14 kilogramów jantaru usiłował przemycić zza wschodniej granicy młody Ukrainiec. Pogranicznicy w Korczowej znaleźli w jego samochodzie 10 worków wypełnionych bursztynem. - Wiedział, że narusza prawo, ale chciał zarobić – relacjonują celnicy.
21 –letni Pavlo O. , kilka dni temu, pojawił się na przejściu granicznym w Korczowej. Chcąc wjechać do Polski wybrał pas "nic do oclenia". Poruszał się seatem na polskich, jarosławskich numerach rejestracyjnych – informują pogranicznicy. Celnicy wytypowali jego pojazd do szczegółowej kontroli. W czasie dokładnej rewizji w seacie Ukraińca znaleziono ponad 14 kilogramów bursztynu.
- Mężczyzna wiedział, że narusza przepisy prawa. Niemniej jednak chciał zarobić 400 hrywien (około sto złotych – przy.red.) – donoszą pracownicy Podkarpackiej Służby Celnej. Zatrzymany Ukrainiec twierdził, że nie wiedział, kto zlecił mu przemyt bursztynu.

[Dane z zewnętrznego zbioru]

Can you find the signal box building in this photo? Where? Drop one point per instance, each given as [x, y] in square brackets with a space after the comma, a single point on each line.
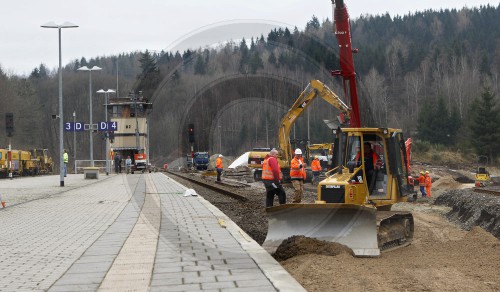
[131, 136]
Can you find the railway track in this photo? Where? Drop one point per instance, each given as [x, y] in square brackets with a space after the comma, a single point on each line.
[214, 186]
[495, 191]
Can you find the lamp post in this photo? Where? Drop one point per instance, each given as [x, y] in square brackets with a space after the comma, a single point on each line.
[106, 96]
[74, 139]
[61, 123]
[95, 68]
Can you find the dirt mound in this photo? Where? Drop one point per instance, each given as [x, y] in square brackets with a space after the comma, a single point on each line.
[464, 180]
[301, 245]
[471, 209]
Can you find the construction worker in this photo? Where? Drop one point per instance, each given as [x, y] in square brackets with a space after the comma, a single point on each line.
[298, 175]
[316, 169]
[428, 184]
[128, 164]
[118, 161]
[66, 160]
[218, 166]
[271, 177]
[421, 183]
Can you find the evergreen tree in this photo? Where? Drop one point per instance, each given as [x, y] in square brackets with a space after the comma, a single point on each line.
[272, 58]
[484, 123]
[255, 62]
[150, 75]
[313, 23]
[199, 66]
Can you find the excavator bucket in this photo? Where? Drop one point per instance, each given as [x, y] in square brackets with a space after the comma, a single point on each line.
[351, 225]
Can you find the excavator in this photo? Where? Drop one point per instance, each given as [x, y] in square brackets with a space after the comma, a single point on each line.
[370, 174]
[314, 89]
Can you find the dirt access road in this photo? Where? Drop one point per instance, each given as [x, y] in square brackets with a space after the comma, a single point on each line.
[441, 257]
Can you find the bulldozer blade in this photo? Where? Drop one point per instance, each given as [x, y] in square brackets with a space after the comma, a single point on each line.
[351, 225]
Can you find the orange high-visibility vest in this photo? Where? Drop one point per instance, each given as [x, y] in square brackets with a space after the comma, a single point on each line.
[267, 172]
[315, 165]
[295, 171]
[218, 163]
[421, 180]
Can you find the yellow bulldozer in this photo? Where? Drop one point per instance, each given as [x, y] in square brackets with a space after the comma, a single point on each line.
[354, 201]
[370, 174]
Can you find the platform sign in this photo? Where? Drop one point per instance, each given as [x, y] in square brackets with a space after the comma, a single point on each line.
[109, 126]
[74, 127]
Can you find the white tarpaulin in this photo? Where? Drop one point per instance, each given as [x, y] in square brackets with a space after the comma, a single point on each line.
[242, 160]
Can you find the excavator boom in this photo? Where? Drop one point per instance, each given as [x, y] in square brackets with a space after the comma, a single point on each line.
[314, 89]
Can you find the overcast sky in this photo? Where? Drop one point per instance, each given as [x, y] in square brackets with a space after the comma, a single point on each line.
[111, 27]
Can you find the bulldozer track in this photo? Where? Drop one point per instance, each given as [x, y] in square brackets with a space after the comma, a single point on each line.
[487, 191]
[211, 185]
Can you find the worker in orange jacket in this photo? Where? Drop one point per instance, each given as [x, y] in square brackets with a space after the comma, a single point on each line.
[421, 183]
[272, 177]
[316, 169]
[219, 167]
[428, 184]
[298, 175]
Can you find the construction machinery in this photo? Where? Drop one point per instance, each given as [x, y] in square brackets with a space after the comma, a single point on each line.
[323, 151]
[369, 175]
[314, 89]
[483, 177]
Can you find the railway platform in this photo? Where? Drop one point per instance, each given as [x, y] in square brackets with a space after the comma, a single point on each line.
[125, 233]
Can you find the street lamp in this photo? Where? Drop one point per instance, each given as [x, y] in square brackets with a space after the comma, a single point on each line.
[61, 123]
[106, 96]
[95, 68]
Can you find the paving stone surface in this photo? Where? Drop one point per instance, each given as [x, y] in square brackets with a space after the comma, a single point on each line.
[125, 233]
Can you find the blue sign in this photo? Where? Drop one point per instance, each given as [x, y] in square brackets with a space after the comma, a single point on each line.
[73, 127]
[109, 126]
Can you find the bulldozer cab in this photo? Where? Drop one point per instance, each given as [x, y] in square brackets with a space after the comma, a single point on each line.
[375, 159]
[365, 155]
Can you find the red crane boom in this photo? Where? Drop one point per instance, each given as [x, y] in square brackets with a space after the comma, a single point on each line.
[343, 34]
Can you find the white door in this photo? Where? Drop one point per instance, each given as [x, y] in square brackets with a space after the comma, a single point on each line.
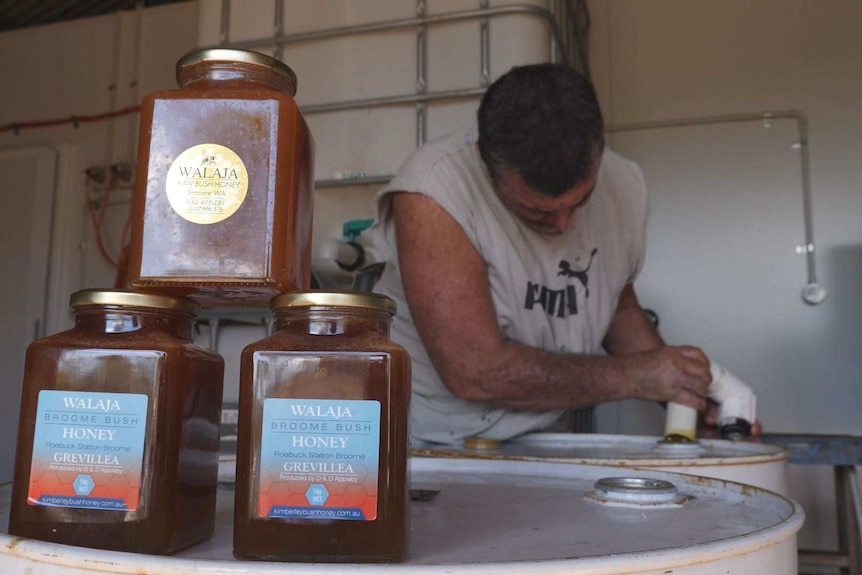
[28, 184]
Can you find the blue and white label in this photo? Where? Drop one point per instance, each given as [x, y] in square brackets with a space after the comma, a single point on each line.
[88, 450]
[319, 459]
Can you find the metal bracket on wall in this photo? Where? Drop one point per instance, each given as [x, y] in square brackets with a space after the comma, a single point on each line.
[812, 292]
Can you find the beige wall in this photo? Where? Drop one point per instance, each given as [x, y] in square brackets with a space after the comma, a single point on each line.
[726, 201]
[726, 205]
[88, 67]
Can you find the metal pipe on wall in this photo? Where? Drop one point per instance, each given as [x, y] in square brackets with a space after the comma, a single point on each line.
[484, 48]
[421, 79]
[278, 28]
[404, 23]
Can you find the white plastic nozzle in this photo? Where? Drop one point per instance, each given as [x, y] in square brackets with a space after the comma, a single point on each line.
[681, 422]
[735, 399]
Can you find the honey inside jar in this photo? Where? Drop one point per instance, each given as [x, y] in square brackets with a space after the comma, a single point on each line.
[119, 428]
[222, 205]
[323, 434]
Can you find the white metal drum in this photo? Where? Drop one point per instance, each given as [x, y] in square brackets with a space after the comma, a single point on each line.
[492, 517]
[757, 464]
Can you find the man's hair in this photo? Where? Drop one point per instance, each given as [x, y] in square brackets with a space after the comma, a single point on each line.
[544, 122]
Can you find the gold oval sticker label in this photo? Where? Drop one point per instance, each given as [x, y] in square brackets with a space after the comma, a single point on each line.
[207, 183]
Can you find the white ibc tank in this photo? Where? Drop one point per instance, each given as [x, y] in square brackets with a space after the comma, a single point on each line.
[746, 462]
[481, 516]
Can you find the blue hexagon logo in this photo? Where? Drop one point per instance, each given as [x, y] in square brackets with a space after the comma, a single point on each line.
[83, 484]
[316, 494]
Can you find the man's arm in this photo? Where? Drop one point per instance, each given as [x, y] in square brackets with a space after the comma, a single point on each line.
[446, 285]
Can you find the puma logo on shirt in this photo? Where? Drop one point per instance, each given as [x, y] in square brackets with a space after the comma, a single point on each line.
[562, 302]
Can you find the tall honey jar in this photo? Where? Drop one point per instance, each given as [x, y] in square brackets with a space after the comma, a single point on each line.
[222, 201]
[322, 447]
[119, 428]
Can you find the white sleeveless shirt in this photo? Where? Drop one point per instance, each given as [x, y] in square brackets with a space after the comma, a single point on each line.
[554, 292]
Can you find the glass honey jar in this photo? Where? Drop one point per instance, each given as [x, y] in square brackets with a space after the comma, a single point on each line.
[222, 201]
[118, 434]
[322, 447]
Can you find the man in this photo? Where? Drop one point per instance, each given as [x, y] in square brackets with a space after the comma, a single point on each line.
[511, 253]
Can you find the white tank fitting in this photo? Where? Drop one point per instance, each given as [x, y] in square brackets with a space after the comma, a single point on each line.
[736, 409]
[737, 403]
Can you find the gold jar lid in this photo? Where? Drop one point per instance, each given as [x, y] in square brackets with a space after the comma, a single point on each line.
[481, 444]
[317, 298]
[237, 55]
[121, 297]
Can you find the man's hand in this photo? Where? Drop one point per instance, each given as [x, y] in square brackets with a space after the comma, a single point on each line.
[678, 374]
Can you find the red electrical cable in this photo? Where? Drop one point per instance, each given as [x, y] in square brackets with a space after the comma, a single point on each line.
[75, 120]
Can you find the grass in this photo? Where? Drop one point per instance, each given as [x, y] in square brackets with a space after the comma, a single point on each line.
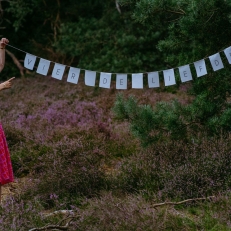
[68, 152]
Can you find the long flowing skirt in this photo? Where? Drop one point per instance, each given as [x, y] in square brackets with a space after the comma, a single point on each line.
[6, 171]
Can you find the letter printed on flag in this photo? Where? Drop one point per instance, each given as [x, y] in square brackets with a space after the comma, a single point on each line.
[169, 77]
[185, 73]
[29, 61]
[216, 62]
[90, 77]
[228, 54]
[121, 81]
[200, 68]
[58, 71]
[137, 81]
[43, 66]
[73, 75]
[153, 79]
[105, 80]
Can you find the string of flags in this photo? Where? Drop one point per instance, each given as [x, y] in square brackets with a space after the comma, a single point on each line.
[122, 78]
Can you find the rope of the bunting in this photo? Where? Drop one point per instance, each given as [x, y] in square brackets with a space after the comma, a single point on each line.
[174, 68]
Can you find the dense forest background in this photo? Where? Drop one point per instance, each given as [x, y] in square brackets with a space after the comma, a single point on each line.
[104, 159]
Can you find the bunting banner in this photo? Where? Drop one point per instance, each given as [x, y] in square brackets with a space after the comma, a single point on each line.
[105, 78]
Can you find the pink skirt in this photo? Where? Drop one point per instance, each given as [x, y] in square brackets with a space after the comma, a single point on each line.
[6, 171]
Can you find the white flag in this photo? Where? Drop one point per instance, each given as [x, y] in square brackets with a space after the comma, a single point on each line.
[228, 54]
[90, 77]
[73, 75]
[185, 73]
[137, 81]
[153, 79]
[105, 80]
[29, 61]
[169, 77]
[43, 66]
[58, 71]
[200, 68]
[216, 62]
[121, 81]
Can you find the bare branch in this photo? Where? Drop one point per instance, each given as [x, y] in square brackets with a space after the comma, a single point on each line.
[55, 227]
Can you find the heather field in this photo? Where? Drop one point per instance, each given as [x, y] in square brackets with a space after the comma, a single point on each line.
[78, 168]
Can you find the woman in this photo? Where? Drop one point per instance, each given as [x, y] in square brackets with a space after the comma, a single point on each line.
[6, 172]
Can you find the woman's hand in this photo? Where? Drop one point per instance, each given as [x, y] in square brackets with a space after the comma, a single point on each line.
[7, 84]
[3, 43]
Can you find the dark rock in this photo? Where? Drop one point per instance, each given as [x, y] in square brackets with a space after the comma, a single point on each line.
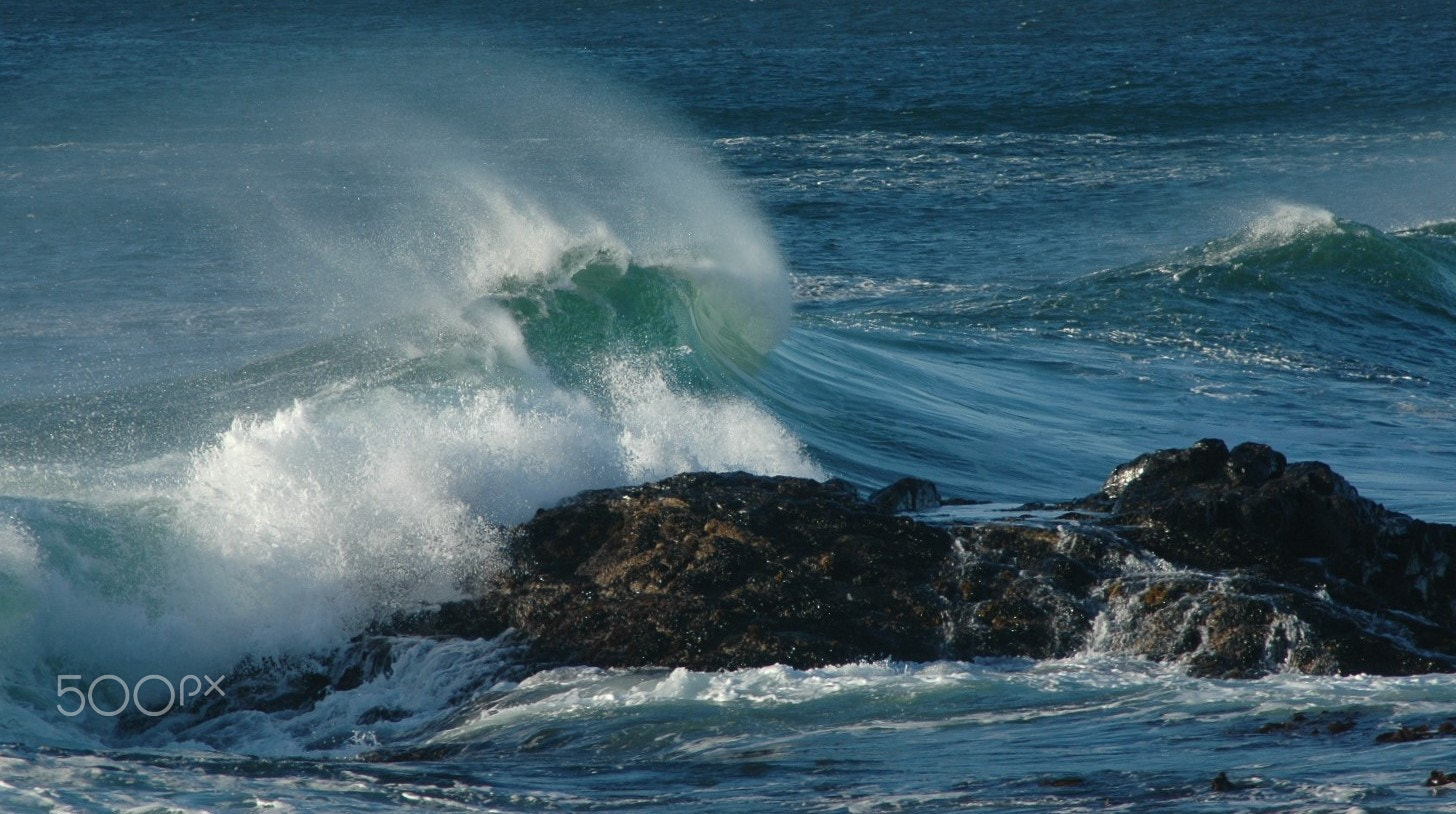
[1232, 562]
[907, 494]
[714, 571]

Młody mężczyzna stracił towar oraz pieniądze, które celnicy zajęli na poczet grożącej mu kary.
- Nielegalny przywóz bursztynu naraża na straty nie tylko Skarb Państwa, ale i uczciwych przedsiębiorców zajmujących się handlem i obróbka jantaru – przypominają celnicy.